「…きっと、男としてっていうのは、佐渡くんのことを後輩として見ていたらいけないんだろうね」
ももさんの言葉は、抱いた期待をそっと砕かれたかのように感じた。
自分の伝えたいことと、相手が望んでいることが正反対なことは分かっていたが、今言わないとこのまま終わってしまう。
そんな衝動に駆られて、話し始めた。
「最初にももさんに話しかけた、“あのとき”は、正直迷惑だと思ってました」
“あのとき”というワードに、バツが悪そうに口を結ぶ。
「面倒なことは嫌いなので、さっさと指摘して終わればいいかなと。別に興味もないですし」
そう。マドンナと呼ばれる先輩の下着が透けていようと、平凡を望む俺には迷惑の一言に尽きる事柄で、それ以上の何かを感じたりも期待も全部なかった。
「ただ、さっき見てしまったときは正直…」
ここまでは勢いで話せたが、ここから先はいくら気が急いでいても、ありのままを口にしてはいけないように本能で感じた。
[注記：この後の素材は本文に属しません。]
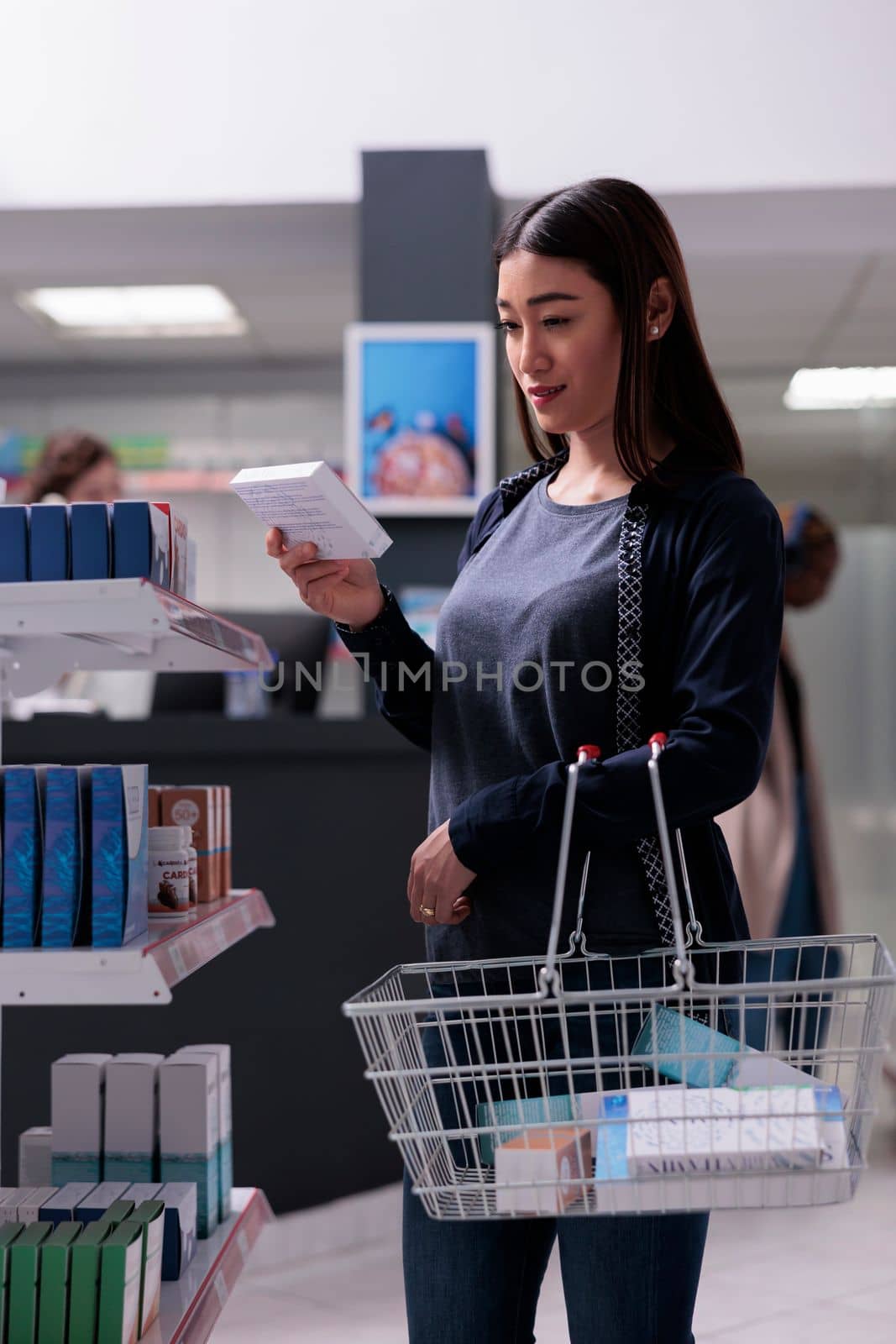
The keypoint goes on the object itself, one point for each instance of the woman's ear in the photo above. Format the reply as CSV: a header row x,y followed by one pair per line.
x,y
661,307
生まれて数回目くらいに頭の中を高速回転させてなんとかオブラートに伝えようと試みる。
「…それで、呆れさせたんだね。本当に嫌な思いをさせてごめんなさい」
言い淀む姿に見かねたももさんが、あまりの見当違いの答えを出したせいで、普段全く起動しない回路のスイッチがそこで切れた。
ある意味というか別の意味で普段の自分に戻ってしまい、言えずにいた正解を赤裸々に告げた。